Genetic counseling is an important part of evaluation. The risks and benefits of genetic testing should be explained to the family and consent should be obtained before genetic testing. The most common genetic test available to date for nonsyndromic hearing loss is connexin. Knowing the genetic cause of a person’s hearing loss can lead to improved decision about treatment and management. Genetic information can help predict whether the hearing loss will remain the same or whether it will worsen over time. Knowledge of the genetic cause is also helpful in determining what kind of damage has happened to the hearing system to cause the deafness. This is important because how the inner ear is damaged may affect whether a cochlear implant, or other hearing device, may help a patient.
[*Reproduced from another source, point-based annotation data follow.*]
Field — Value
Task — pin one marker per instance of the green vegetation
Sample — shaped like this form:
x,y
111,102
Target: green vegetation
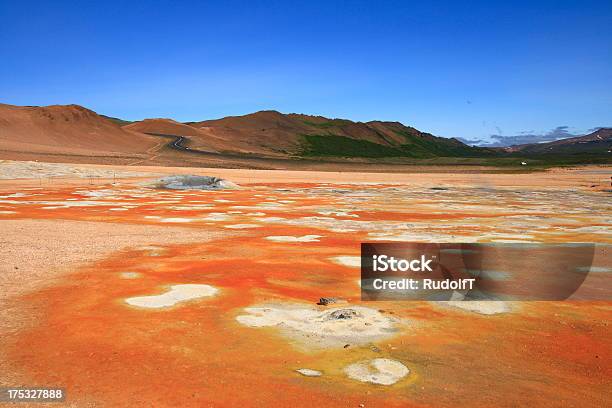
x,y
340,146
438,151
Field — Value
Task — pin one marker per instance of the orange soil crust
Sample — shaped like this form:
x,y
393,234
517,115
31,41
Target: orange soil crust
x,y
196,354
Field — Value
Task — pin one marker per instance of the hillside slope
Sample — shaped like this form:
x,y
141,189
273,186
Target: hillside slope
x,y
274,134
66,129
598,142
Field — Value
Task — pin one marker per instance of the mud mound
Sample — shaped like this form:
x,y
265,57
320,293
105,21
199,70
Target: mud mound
x,y
187,182
315,328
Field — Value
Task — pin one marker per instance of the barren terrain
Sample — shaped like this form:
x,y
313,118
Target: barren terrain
x,y
208,298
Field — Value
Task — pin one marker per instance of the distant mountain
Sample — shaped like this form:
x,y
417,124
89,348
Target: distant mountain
x,y
275,134
66,129
598,142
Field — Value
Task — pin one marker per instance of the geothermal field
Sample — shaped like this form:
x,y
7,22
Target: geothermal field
x,y
127,293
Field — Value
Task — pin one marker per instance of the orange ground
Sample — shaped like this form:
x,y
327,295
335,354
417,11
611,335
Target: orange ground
x,y
107,353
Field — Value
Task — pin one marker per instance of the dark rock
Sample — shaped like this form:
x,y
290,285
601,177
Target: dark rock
x,y
328,301
343,314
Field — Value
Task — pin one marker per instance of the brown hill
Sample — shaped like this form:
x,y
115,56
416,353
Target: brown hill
x,y
66,129
274,134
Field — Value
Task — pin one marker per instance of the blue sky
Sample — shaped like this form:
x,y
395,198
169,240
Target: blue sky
x,y
455,69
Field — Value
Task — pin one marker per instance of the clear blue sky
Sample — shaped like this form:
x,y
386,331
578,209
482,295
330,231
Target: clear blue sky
x,y
466,69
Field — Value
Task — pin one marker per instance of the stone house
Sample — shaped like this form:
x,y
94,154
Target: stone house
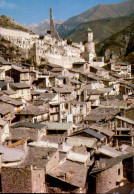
x,y
34,114
82,66
30,176
11,156
122,68
22,89
108,174
68,176
2,74
4,64
65,92
27,179
54,112
23,130
101,114
124,132
17,105
91,133
100,72
7,112
74,111
28,77
60,128
4,131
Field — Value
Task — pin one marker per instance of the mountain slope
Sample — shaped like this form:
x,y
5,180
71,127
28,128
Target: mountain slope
x,y
118,45
102,28
8,22
42,28
98,12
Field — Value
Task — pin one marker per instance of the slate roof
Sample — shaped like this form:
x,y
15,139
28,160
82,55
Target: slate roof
x,y
47,96
81,141
75,173
101,113
37,156
94,134
103,130
58,126
11,101
11,154
108,163
125,119
28,125
109,151
20,85
77,157
19,133
33,110
4,62
2,84
9,92
1,71
64,90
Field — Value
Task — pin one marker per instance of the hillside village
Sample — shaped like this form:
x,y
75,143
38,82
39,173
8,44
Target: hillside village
x,y
66,118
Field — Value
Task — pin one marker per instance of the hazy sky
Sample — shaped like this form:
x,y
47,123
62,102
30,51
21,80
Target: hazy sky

In addition, genetic testing can help determine if problems besides hearing loss may be present or may develop in the future. Genetic testing can also provide a deaf individual or the parents of a deaf child information when making reproductive choices.
The diagnosis and treatment of hearing loss is critical for normal speech and language. Hearing impairment during childhood can affect social and emotional development, behavior, attention, and academic achievement. It has been shown in multiple studies that children with hearing loss do not learn as well and eventually suffer in psychosocial growth and even in their socioeconomic performance.
To avoid these consequences, we must identify the hearing loss early and either amplify it or surgically correct it. Delay in diagnosis can be severe because schools are auditory verbal environments. Even mild or unilateral hearing loss may have a detrimental effect on the development of a young child. Some cases of hearing loss are misdiagnosed because affected children have sufficient hearing to respond to environmental sounds and they can even learn some speech and language, but when challenged in the classroom they cannot perform to full potential. Hearing loss should be considered in any child with speech and language difficulties or poor grades, poor behavior, or inattention in school.